Mem0 supports OpenAI, Azure OpenAI, and Anthropic as first-class providers, along with additional options like Ollama, Groq, AWS Bedrock, and Gemini. The core providers (OpenAI, Azure, Anthropic) are implemented in [`mem0/llms/openai.py`](https://github.com/mem0ai/mem0/blob/main/mem0/llms/openai.py), [`mem0/llms/azure_openai.py`](https://github.com/mem0ai/mem0/blob/main/mem0/llms/azure_openai.py), and [`mem0/llms/anthropic.py`](https://github.com/mem0ai/mem0/blob/main/mem0/llms/anthropic.py) respectively.

### How do I switch between LLM providers in Mem0?

Switching providers requires changing the provider string and configuration class passed to `LlmFactory.create()` in [`mem0/utils/factory.py`](https://github.com/mem0ai/mem0/blob/main/mem0/utils/factory.py). Use `"openai"` with `OpenAIConfig`, `"azure_openai"` with `AzureOpenAIConfig`, or `"anthropic"` with `AnthropicConfig`. The `generate_response` method signature remains identical across all providers, so no application code changes are needed beyond the factory call.

### Can I use environment variables for API keys in Mem0?

Yes. While you can pass `api_key` directly to configuration classes (`OpenAIConfig`, `AzureOpenAIConfig`, `AnthropicConfig`), the implementations automatically fall back to standard environment variables: `OPENAI_API_KEY` for OpenAI, `AZURE_OPENAI_API_KEY` for Azure, and `ANTHROPIC_API_KEY` for Anthropic.

### Where is the LLM factory implemented in Mem0?

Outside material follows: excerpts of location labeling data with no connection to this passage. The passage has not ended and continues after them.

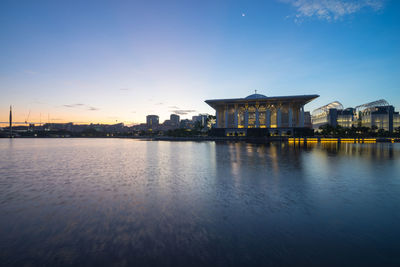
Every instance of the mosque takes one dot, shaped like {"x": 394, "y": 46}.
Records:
{"x": 259, "y": 115}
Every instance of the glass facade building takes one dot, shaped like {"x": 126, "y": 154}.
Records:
{"x": 373, "y": 114}
{"x": 281, "y": 113}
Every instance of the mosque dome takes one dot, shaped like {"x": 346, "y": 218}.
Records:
{"x": 256, "y": 96}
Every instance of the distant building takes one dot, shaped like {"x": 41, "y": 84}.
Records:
{"x": 332, "y": 114}
{"x": 279, "y": 114}
{"x": 201, "y": 118}
{"x": 174, "y": 120}
{"x": 381, "y": 116}
{"x": 307, "y": 120}
{"x": 186, "y": 124}
{"x": 152, "y": 121}
{"x": 377, "y": 113}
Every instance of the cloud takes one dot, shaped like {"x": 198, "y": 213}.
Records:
{"x": 78, "y": 105}
{"x": 183, "y": 111}
{"x": 331, "y": 10}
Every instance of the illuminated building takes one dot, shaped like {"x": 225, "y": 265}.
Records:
{"x": 152, "y": 121}
{"x": 276, "y": 115}
{"x": 378, "y": 113}
{"x": 332, "y": 114}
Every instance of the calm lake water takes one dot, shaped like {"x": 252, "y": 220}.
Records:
{"x": 124, "y": 202}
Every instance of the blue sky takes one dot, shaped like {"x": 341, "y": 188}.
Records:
{"x": 116, "y": 61}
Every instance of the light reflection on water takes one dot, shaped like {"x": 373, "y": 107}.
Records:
{"x": 123, "y": 202}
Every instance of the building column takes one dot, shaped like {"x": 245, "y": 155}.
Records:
{"x": 278, "y": 117}
{"x": 236, "y": 121}
{"x": 268, "y": 118}
{"x": 257, "y": 117}
{"x": 226, "y": 116}
{"x": 302, "y": 116}
{"x": 246, "y": 117}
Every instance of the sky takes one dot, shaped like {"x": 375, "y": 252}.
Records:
{"x": 118, "y": 61}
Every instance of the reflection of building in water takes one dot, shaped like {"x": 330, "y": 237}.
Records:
{"x": 377, "y": 113}
{"x": 279, "y": 114}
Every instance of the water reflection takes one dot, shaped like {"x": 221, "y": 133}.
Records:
{"x": 127, "y": 202}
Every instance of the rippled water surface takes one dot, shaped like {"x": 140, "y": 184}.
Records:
{"x": 123, "y": 202}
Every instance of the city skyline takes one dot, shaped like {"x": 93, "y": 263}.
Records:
{"x": 105, "y": 63}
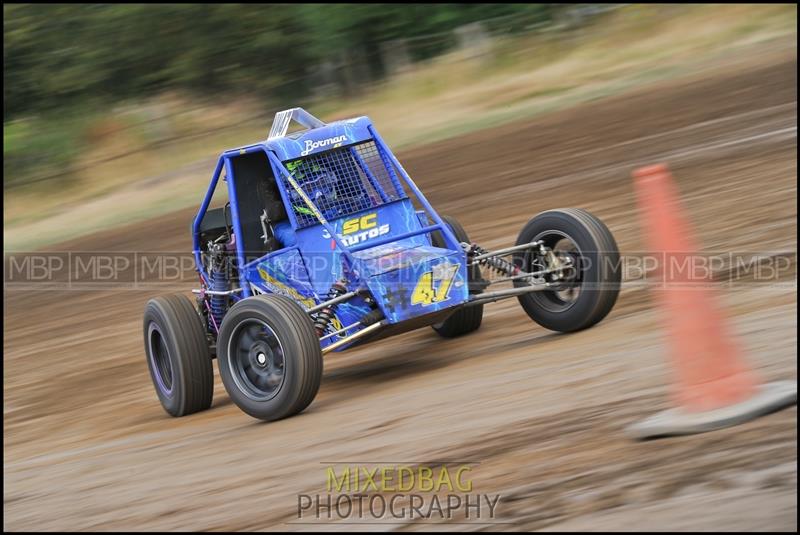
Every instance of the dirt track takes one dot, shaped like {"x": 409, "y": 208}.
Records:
{"x": 87, "y": 445}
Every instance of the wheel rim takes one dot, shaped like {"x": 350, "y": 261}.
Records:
{"x": 256, "y": 360}
{"x": 159, "y": 359}
{"x": 566, "y": 294}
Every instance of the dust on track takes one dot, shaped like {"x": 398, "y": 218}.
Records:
{"x": 543, "y": 413}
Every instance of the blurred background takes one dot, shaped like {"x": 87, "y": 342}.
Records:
{"x": 113, "y": 119}
{"x": 98, "y": 98}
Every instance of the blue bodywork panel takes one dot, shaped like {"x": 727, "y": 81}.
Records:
{"x": 346, "y": 197}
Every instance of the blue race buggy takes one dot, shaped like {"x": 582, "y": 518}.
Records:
{"x": 326, "y": 243}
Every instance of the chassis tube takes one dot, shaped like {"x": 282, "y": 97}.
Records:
{"x": 199, "y": 218}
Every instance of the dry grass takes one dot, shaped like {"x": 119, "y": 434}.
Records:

The LLM factory is implemented in [`mem0/utils/factory.py`](https://github.com/mem0ai/mem0/blob/main/mem0/utils/factory.py) as the `LlmFactory` class. The `create()` method maps provider name strings to implementation classes using the `provider_to_class` dictionary, dynamically imports the correct module via `importlib`, and normalizes configuration objects using provider-specific config classes from `mem0/configs/llms/`.